Beam Search Description
Description.
Beam search is a pruned breadth-first search algorithm.
At each step $t$, beam search constructs a candidate set $\mathcal{C}_t$ consisting of all combinations of length $t-1$ sequences from the previous hypothesis set $Y_{t-1}$ and a single new token $y$ from vocabulary $\mathcal{V}$.
The $B$ ("beam width") most likely sequences from the candidate set define the updated hypothesis set $Y_t$.
We use a
beam width of $\boldsymbol{B=256}$. The
size of the vocabulary $\boldsymbol{\mathcal{V}}$ is 100, corresponding to the number of bins used in the
discretization procedure.$^1$
Notation
Following the presentation in
Meister et al., 2020, we have overloaded $\log P_\theta(\cdot \mid \mathbf{x})$ to define the likelihood of a set of sequences in addition to that of a single sequence: $\log P_\theta(Y \mid \mathbf{x}) = \sum_{\mathbf{y} \in Y} \log P_\theta(\mathbf{y} \mid \mathbf{x})$.

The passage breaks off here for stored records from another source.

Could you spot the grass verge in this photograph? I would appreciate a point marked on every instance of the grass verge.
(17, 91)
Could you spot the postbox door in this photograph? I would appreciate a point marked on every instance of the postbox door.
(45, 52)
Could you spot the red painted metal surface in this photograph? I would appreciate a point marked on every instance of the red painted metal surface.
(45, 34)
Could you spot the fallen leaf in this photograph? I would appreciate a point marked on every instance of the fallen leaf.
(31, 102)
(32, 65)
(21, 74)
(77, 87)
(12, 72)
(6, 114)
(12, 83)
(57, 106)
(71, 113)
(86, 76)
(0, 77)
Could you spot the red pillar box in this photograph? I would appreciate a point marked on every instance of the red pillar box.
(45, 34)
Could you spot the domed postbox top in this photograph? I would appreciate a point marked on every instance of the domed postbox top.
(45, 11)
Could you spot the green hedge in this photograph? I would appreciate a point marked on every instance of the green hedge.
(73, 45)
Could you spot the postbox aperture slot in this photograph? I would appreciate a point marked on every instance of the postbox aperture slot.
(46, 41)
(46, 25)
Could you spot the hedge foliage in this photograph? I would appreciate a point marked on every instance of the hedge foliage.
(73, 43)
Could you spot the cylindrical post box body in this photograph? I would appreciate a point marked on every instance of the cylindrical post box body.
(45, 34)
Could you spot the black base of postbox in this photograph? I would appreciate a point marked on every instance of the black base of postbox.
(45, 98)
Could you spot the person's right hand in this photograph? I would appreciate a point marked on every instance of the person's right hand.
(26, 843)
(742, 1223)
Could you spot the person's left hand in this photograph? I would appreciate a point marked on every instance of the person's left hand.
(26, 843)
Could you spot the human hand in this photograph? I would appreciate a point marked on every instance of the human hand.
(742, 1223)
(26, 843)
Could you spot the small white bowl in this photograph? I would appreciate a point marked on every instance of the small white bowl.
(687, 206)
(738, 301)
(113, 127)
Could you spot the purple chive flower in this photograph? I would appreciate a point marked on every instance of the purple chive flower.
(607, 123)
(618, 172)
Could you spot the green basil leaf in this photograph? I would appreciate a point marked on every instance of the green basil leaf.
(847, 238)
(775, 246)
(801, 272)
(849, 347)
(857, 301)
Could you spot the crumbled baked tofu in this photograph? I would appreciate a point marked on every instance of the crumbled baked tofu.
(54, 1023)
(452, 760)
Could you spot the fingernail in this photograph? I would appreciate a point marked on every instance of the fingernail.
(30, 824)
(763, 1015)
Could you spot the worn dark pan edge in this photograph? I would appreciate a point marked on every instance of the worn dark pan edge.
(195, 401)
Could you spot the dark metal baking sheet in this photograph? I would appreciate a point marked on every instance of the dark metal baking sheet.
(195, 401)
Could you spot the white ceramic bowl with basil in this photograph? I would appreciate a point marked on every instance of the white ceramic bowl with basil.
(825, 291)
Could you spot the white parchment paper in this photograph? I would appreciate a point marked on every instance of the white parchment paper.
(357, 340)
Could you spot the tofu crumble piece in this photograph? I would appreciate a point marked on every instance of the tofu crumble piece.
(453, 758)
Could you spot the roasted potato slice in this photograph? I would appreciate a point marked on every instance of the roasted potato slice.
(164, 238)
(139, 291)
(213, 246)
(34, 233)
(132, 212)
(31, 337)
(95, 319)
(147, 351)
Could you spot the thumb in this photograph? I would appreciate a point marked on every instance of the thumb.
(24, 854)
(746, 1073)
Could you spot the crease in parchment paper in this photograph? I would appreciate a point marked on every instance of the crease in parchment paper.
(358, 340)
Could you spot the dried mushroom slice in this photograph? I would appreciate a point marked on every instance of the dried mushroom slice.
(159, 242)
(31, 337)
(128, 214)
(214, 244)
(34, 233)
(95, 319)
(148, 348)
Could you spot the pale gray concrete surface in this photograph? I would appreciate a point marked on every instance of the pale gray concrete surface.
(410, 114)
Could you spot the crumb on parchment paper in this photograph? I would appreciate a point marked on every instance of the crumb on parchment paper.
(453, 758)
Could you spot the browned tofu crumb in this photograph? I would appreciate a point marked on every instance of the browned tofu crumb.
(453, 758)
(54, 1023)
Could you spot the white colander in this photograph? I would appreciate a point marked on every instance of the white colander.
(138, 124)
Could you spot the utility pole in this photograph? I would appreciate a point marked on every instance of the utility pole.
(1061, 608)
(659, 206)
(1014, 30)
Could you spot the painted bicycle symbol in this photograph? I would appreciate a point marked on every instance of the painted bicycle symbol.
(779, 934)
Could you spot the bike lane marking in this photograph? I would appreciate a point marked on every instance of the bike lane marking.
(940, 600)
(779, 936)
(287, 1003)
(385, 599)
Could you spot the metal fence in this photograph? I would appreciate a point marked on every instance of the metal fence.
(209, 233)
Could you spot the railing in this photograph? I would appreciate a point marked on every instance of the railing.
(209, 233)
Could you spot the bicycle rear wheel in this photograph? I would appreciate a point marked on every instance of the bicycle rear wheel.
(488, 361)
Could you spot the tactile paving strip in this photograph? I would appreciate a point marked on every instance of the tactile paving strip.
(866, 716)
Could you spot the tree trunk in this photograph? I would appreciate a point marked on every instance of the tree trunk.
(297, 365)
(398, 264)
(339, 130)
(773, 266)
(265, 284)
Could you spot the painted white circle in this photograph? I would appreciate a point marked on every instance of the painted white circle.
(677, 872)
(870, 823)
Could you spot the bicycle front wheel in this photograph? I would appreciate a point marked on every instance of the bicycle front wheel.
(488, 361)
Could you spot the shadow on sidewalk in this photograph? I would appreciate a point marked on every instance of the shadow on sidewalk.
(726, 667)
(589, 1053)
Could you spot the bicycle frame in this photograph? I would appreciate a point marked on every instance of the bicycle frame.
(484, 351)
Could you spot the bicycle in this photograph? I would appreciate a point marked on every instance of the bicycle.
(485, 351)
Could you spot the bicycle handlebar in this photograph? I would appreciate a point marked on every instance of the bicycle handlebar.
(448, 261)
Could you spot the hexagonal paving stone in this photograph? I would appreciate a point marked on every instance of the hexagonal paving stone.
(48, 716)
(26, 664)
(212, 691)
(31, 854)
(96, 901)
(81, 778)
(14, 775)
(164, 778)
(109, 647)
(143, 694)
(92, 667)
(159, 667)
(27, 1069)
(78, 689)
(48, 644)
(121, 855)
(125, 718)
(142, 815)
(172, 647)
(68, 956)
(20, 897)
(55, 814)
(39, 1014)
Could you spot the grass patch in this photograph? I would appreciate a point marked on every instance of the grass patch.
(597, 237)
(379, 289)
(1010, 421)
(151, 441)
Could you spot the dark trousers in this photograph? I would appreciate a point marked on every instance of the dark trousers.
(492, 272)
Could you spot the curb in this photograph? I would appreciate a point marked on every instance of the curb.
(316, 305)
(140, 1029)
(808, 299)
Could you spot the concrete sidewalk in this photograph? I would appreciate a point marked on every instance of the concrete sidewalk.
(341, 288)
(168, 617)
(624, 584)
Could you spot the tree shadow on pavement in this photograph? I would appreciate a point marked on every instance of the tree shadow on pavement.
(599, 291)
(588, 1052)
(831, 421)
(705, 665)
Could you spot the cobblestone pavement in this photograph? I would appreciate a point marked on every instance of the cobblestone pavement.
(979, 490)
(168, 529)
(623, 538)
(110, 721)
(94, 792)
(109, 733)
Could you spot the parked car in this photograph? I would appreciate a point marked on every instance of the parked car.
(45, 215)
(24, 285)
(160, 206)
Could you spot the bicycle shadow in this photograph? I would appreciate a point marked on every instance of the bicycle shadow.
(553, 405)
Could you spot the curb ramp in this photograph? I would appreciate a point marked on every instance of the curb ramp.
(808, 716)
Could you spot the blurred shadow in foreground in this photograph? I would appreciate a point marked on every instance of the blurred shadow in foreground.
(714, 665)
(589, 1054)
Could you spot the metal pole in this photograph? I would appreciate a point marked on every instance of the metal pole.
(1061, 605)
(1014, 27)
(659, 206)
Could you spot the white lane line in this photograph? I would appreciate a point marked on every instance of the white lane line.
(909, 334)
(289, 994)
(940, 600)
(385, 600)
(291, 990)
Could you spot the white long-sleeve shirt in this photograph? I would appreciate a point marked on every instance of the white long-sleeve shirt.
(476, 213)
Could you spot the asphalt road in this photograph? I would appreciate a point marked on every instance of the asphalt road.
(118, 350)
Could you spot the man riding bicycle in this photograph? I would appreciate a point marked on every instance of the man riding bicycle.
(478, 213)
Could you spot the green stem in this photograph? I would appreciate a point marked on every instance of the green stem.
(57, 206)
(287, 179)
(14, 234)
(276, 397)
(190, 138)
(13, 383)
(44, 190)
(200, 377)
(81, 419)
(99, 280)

We use $\small{(\;)}$ to denote the empty sequence and $\circ$ to represent the concatenation operation.
Planning with beam search.
Algorithm 1 is presented in an abstracted form so as to apply to a generic sequence generation problem.
To use beam search for control, we use the last $c$ transitions (the "context size") of the current trajectory as the input $\mathbf{x}$, corresponding to the most recent $c \cdot (N + M + 2)$ tokens.$^2$
Similarly, when evaluating the likelihood of a generated sequence $\mathbf{y}$, only the most recent $c$ transitions of the sequence are passed as input to the model $P_\theta$.
We use a
context size of $\boldsymbol{c=5}$.
We use a
planning horizon of $10$ transitions, corresponding to a generated
sequence length of $\boldsymbol{T=10 \cdot (N + M + 2)}$ tokens.
For example, in the Hopper benchmark, $T = 10 \cdot (11 + 3 + 2) = 160$.
$^1$Because the beam width is larger than the vocabulary size, at $t=1$ of Algorithm 1 we can fit all single tokens in the hypothesis set $Y_1$. At $t=2$, when there are $100^2$ options, we must begin pruning.
To account for this edge case, the size constraint in line 4,
$|Y| = B$,
could be more precisely rewritten as
$|Y| = \min(B, |Y_{t-1}| * | \mathcal{V} |)$, but we present the simpler version in the pseudocode description for conceptual clarity.
$^2$$N+M+2$ accounts for $N$-dimensional states, $M$-dimensional actions, and scalar rewards and rewards-to-go.